Ma c’è dell’altro: la combinazione tra una ricerca che dipende in via (quasi) esclusiva dai finanziamenti privati – che sono comprensibilmente indirizzati verso aree dove si ritengono più immediati ritorno degli investimenti e profitti – e l’inadeguatezza dei fondi pubblici limita inevitabilmente la capacità di fare ricerca pura, cioè non finalizzata al profitto, ma comunque strategica ed essenziale per il Paese.
Le implicazioni sono pesanti: alla fuga dei cervelli nostrani, si aggiunge la minore capacità attrattiva del nostro Paese per i ricercatori di altri Paesi, che – nonostante il loro numero sia in crescita a livello globale – in Italia faticano a trovare finanziamenti adeguati per la ricerca fondamentale e di lungo periodo.
L’insufficienza e precarietà dei fondi pubblici, inoltre, genera instabilità nel sistema di ricerca, rendendo difficile la pianificazione a lungo termine e la creazione di progetti ambiziosi. I ritardi, insomma, innescano un circolo vizioso che genera altri ritardi e arretramenti, e tutto questo mentre il treno della competitività passa veloce.
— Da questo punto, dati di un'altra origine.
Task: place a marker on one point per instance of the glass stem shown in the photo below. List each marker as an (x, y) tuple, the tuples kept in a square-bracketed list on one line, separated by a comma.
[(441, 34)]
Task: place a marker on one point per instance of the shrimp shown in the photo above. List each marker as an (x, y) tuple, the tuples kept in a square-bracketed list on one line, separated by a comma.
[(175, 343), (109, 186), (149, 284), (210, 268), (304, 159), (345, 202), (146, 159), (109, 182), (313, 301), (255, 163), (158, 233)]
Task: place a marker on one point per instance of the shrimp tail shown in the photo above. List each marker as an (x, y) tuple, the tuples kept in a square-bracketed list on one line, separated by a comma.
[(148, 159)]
Un treno che stiamo inesorabilmente per perdere, con tutte le conseguenze che ne verranno non solo nel presente e nel domani immediato, ma nel futuro a lungo termine.
Secondo il presidente del Senato Ignazio La Russa, intervenuto all’inaugurazione degli Stati generali della ricerca il 14 ottobre scorso, in questa legislatura l’Italia ha dato un “chiari segnale di attenzione” al tema della ricerca, ad esempio sul tema del rientro in Patria di molti dei ricercatori, con iniziative finalizzate a richiamare in patria molti di loro. “Occorre continuare su questa strada con ancora maggiore coraggio e determinazione, lavorando insieme, e far sì che dal dialogo e dal confronto seguano poi azioni concrete” ha detto la seconda carica dello Sato, facendo riferimento a ” progetti, finanziamenti, norme e strumenti destinati alla ricerca scientifica, alla sperimentazione clinica, all’innovazione tecnologica e un futuro che abbia al centro la difesa della vita, della salute, della sicurezza e della dignità delle persone, della società, della Nazione”.
Ora, al netto di ogni discussione sugli asseriti “chiari segnali di attenzione”, sfuggiti a molti (un peccato che che La Russa non abbia avuto il tempo di dettagliarli), il presidente del Senato ha fornito un altro esempio di quale sia, nella realtà, l’atteggiamento della politica italiana nei confronti di quello che è il primo e principale campo di gioco del nostro futuro: molte e finanche sottoscrìvibili parole per affermare un generico impegno, e però nessuna indicazione su come, quando, con quali strumenti e mezzi quell’impegno lo si intende davvero portare avanti.
Dichiarazioni di intenti, appunto. Del tutto simili – anzi: sovrapponibili – a quelle pronunciate negli anni in mille occasioni da mille altri esponenti politici. Il problema è che le dichiarazioni d’intenti, se non sono seguite da azioni coerenti e conseguenti, sono solo parole: non bastavano prima e sono ancora più inutili oggi. Se ne sono sentire troppe, senza che niente accadesse. Ed è urgente invece, se davvero si vuole che l’Italia conservi un posto nel novero dei Paesi più avanzati, che qualcuno si decida finalmente a far accadere qualcosa.